Endless provisioning loop of new node

infestonn commented 2 years ago

Version

Karpenter: v0.8.2

Kubernetes: v1.21.5

Context

We are using calico CNI + istio in our clusters. istio-validation is an init container injected in all our pods. When a pod is assigned to a node the first run of istio-validation always fails with the error Init:ContainerStatusUnknown(because init container starts executing before istio-cni-node-xxx is ready) this in turn causes a pod to be rescheduled on another node. I understand that failed init container is our bad, but there might be any other circumstances which causes pod to fail at init stage.

Actual Behavior

karpenter starts provisioning a node with the same capacity to assign this pod to it, despite there's a lot of empty(with available capacity) nodes provisioned a few minutes ago - ttlSecondsAfterEmpty: 360

Expected Behavior

Karpenter does not start provisioning a new node and assign recreated pod to it, but let default scheduler move this pod onto other nodes with available capacity OR lets restart/recreation of a pod on the same node.

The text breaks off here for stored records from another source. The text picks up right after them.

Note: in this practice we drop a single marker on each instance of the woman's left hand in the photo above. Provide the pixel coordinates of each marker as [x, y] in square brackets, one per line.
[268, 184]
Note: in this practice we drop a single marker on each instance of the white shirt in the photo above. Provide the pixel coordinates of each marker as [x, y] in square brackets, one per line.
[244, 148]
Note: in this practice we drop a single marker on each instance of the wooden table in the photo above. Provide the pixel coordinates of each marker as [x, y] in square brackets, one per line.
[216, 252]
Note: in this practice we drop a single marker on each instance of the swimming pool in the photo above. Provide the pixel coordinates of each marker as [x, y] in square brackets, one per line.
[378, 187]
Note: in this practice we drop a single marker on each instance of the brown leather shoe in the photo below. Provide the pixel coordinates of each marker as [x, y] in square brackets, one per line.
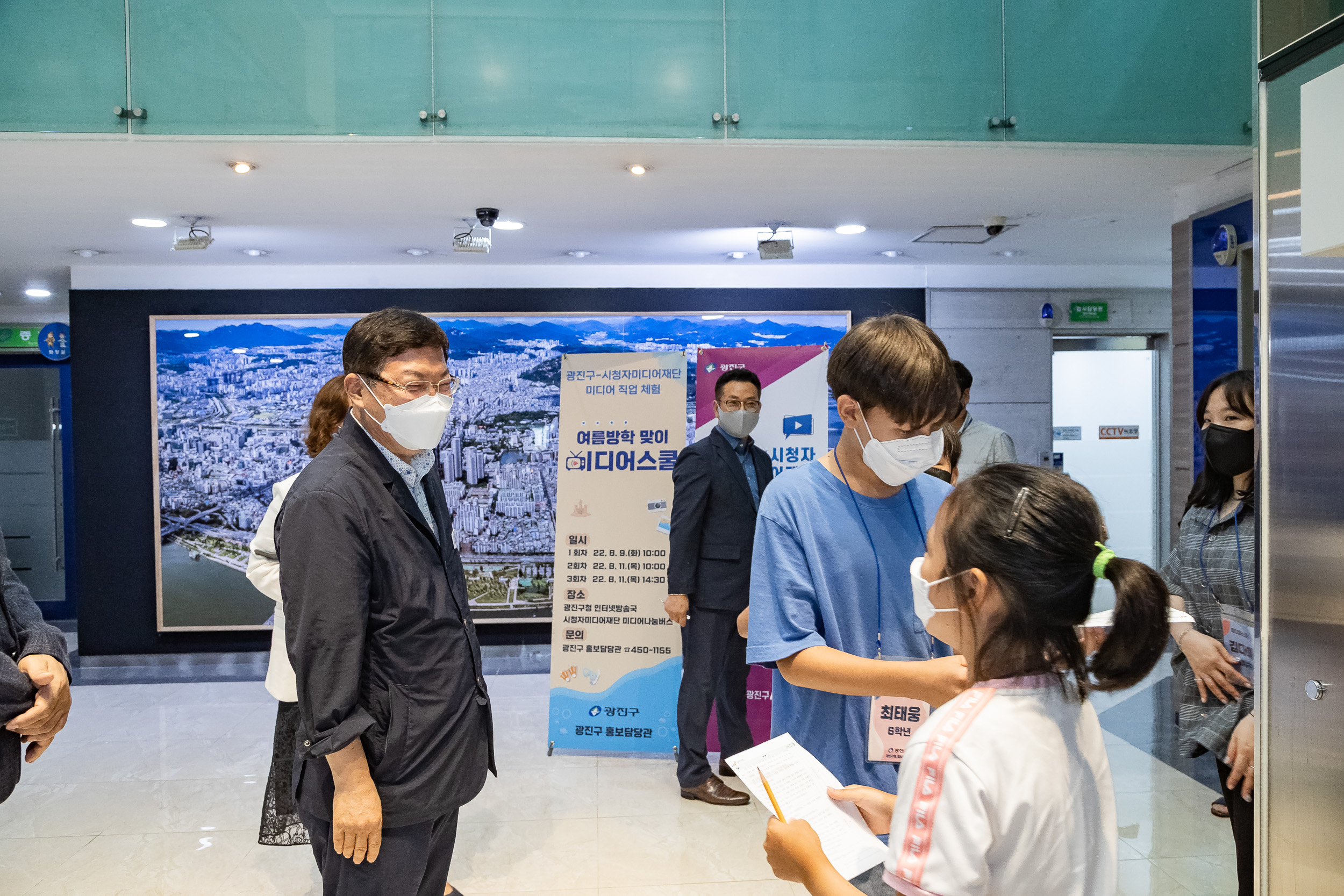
[716, 793]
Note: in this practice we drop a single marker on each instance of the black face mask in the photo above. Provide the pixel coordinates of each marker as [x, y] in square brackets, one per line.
[1227, 450]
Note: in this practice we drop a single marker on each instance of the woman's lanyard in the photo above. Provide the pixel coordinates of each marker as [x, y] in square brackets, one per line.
[1241, 574]
[873, 544]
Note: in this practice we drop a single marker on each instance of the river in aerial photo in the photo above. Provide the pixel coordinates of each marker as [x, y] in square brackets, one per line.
[203, 593]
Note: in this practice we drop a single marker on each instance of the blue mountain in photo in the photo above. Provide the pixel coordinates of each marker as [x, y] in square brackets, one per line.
[230, 336]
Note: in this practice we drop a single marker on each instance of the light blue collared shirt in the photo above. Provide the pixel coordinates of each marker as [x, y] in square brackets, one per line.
[412, 475]
[742, 449]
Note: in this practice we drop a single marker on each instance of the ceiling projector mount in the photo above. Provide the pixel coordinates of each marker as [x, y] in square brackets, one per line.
[197, 238]
[468, 241]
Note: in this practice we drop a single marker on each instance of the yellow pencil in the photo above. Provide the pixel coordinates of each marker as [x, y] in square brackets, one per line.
[770, 794]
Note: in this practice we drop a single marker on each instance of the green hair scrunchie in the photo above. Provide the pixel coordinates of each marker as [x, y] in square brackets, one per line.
[1103, 559]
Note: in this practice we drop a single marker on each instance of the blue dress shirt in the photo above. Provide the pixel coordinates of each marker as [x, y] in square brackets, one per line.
[742, 447]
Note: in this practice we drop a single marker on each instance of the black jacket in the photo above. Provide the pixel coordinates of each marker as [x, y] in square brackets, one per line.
[378, 629]
[22, 633]
[714, 523]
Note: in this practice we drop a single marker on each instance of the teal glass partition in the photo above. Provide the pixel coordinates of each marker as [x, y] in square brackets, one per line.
[1166, 71]
[867, 69]
[62, 65]
[297, 68]
[580, 69]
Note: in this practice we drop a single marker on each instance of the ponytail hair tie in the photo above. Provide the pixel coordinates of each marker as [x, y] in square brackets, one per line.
[1103, 559]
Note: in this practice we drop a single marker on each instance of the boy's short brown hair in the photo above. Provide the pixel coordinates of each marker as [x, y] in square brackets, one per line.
[950, 445]
[898, 364]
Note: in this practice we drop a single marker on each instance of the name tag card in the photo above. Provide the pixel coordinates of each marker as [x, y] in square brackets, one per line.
[891, 722]
[1240, 639]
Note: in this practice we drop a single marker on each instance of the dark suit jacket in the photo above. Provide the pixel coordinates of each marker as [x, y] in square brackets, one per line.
[22, 633]
[714, 523]
[378, 629]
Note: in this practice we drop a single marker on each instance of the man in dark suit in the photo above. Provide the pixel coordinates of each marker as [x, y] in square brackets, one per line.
[717, 489]
[396, 722]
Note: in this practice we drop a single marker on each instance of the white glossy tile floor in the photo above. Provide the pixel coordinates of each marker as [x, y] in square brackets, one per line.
[156, 790]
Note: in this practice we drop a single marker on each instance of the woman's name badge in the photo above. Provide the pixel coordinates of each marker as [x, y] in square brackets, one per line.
[1240, 639]
[891, 722]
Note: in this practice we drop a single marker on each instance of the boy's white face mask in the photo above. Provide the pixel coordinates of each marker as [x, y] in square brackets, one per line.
[898, 461]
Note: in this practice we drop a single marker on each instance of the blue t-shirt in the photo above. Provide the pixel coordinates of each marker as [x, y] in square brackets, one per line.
[815, 583]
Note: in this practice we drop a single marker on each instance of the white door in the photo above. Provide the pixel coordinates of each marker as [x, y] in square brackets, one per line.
[1105, 429]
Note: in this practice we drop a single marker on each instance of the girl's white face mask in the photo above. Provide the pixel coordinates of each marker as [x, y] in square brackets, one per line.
[924, 606]
[898, 461]
[418, 425]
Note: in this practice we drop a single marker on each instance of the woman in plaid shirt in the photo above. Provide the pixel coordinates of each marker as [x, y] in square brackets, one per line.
[1211, 575]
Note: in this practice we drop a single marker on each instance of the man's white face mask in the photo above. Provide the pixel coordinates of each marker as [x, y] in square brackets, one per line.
[418, 425]
[898, 461]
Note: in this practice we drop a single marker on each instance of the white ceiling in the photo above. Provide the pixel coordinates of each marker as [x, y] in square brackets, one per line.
[319, 202]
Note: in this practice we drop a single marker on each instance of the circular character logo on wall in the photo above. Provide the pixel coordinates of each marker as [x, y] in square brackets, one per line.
[54, 342]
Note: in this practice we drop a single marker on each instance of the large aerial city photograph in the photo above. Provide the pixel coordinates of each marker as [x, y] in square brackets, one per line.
[233, 398]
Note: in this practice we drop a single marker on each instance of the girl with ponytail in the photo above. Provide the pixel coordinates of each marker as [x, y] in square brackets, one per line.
[1007, 787]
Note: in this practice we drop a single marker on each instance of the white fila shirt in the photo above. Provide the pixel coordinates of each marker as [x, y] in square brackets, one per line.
[1006, 790]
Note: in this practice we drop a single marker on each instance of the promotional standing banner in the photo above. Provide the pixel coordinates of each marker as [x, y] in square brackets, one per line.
[616, 656]
[793, 398]
[792, 431]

Steps to Reproduce the Problem

~~Any deployment/sts with init container which completes with exit code > 0~~

Resource Specs and Logs

No noticeable messages found in the logs


apiVersion: karpenter.sh/v1alpha5
kind: Provisioner
metadata:
  annotations:
    helm.sh/hook: post-install,post-upgrade
    helm.sh/resource-policy: keep
  generation: 1
  name: default
spec:
  labels:
    k8s.example.com/cluster: xyz-eks
    k8s.example.com/environment: production
  provider:
    launchTemplate: xyz-eks-karpenter20220401093308003100000003
    subnetSelector:
      Name: us-west-1-prod-vpc-subnet-k8s-us-west-1*
    tags:
      Environment: production
      Name: xyz-eks-default-karpenter-provider
      Team: DevOps
  requirements:
  - key: node.kubernetes.io/instance-type
    operator: NotIn
    values:
    - t3.nano
    - t3.xlarge
    - t3.2xlarge
    - t3.medium
    - t3.micro
    - t3.small
    - t3.large
    - t3a.nano
    - t3a.xlarge
    - t3a.2xlarge
    - t3a.medium
    - t3a.micro
    - t3a.small
    - t3a.large
  - key: karpenter.sh/capacity-type
    operator: In
    values:
    - spot
  - key: topology.kubernetes.io/zone
    operator: In
    values:
    - us-west-1b
    - us-west-1c
  - key: kubernetes.io/arch
    operator: In
    values:
    - amd64
  ttlSecondsAfterEmpty: 360
  ttlSecondsUntilExpired: 1209600

tzneal commented 2 years ago

@infestonn I believe you are running into the same root cause as #628 . Are there taints on the nodes that come up that prevent kube-scheduler from binding the pods which cause Karpenter to provision new capacity?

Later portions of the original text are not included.